Lagerin Annica, Melin-Johansson Christina, Holmberg Bodil, Godskesen Tove, Hjorth Elin, Junehag Lena, Hagelin Carina Lundh, Ozanne Anneli, Sundelöf Johan, Udo Camilla
Department of Health Care Sciences, Marie Cederschiöld University, Stockholm, Sweden.
Department of Health Care Sciences/Nursing, Mid Sweden University, Kunskapens väg 8, Östersund, 831 25, Sweden.
BMC Palliat Care. 2025 Feb 19;24(1):47. doi: 10.1186/s12904-025-01681-x.
Communication is central to implementing palliative care (PC) and effective interdisciplinary team functioning. Communication about existential issues is often urgent in PC, yet interdisciplinary teams frequently lack the time and education to meet these communication needs. Thus, more knowledge of existential conversations in different PC contexts is required.
This study aimed to gain an in-depth understanding of healthcare professionals' (HCPs) experiences of existential conversations with patients with PC needs and their next-of-kin by generating a theoretical model.
Seven focus-group interviews that included 26 HCPs who worked with PC patients in different care settings were carried out in 2020 and 2022. The grounded theory method was used to analyse and compare data from the interview transcripts.

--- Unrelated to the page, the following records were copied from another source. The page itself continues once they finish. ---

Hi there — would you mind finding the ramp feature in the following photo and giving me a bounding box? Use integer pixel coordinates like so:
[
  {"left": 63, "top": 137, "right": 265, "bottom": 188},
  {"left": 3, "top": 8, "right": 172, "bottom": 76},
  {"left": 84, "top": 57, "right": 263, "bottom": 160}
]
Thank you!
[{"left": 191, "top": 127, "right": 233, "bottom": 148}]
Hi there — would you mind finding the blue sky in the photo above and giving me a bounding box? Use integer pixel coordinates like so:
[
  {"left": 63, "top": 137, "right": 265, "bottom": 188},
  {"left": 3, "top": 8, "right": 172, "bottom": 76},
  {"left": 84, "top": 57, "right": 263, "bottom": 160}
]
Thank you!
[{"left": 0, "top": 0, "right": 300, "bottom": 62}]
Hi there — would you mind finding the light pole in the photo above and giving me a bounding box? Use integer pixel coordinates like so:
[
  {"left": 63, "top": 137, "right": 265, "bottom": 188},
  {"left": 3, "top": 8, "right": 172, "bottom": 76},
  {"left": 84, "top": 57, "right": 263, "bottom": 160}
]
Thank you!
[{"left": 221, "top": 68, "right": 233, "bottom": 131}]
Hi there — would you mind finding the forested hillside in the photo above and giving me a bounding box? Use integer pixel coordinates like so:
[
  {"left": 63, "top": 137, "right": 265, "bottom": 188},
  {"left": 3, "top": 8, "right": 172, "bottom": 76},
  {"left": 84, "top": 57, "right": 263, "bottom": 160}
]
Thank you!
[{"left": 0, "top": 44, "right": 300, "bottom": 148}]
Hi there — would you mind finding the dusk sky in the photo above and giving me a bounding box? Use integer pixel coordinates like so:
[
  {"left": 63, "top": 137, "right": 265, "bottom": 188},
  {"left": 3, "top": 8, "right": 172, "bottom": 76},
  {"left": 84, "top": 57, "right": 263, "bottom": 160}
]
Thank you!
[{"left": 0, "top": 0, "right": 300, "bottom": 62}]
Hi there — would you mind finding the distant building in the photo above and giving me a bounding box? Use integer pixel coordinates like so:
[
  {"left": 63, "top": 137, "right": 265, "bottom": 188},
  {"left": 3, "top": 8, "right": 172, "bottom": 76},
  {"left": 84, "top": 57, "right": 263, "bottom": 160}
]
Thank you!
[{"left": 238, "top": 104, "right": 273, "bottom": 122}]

The HCPs' primary concern in daily work was establishing a trusting relationship, a prerequisite for enabling existential conversations with a person with PC needs and/or their next-of-kin. The main concern was characterised by the core category maintaining presence and four categories describing interdisciplinary strategies that the HCPs used to achieve a trusting relationship and enable existential conversations in the late phase of life. Several potential barriers also hindered existential conversations. The theoretical model 'meaningful existential conversations in PC' was constructed.
The interdisciplinary strategies used to establish existential conversations, the potential barriers to these conversations and the model we present can be used as a basis for reflection in professional collaborative learning in PC, as a tool for teachers in educational PC programmes and as a guide for HCPs in PC.
沟通是实施姑息治疗(PC)和实现有效的跨学科团队协作的核心。在姑息治疗中,关于存在性问题的沟通往往十分紧迫,但跨学科团队常常缺乏时间和相关培训来满足这些沟通需求。因此,需要更多关于不同姑息治疗背景下存在性对话的知识。
本研究旨在通过构建一个理论模型,深入了解医疗保健专业人员(HCPs)与有姑息治疗需求的患者及其家属进行存在性对话的经历。
在2020年和2022年进行了七次焦点小组访谈,访谈对象包括26名在不同护理环境中为姑息治疗患者提供服务的医疗保健专业人员。采用扎根理论方法对访谈记录中的数据进行分析和比较。
医疗保健专业人员在日常工作中的主要关注点是建立信任关系,这是与有姑息治疗需求的患者及其家属进行存在性对话的先决条件。主要关注点的特征是核心类别“保持在场”以及四个描述医疗保健专业人员在生命末期用于建立信任关系和促成存在性对话的跨学科策略的类别。一些潜在障碍也阻碍了存在性对话。构建了“姑息治疗中有意义的存在性对话”理论模型。
用于建立存在性对话的跨学科策略、这些对话的潜在障碍以及我们提出的模型可作为姑息治疗专业协作学习中的反思基础、姑息治疗教育项目教师的工具以及姑息治疗中医疗保健专业人员的指南。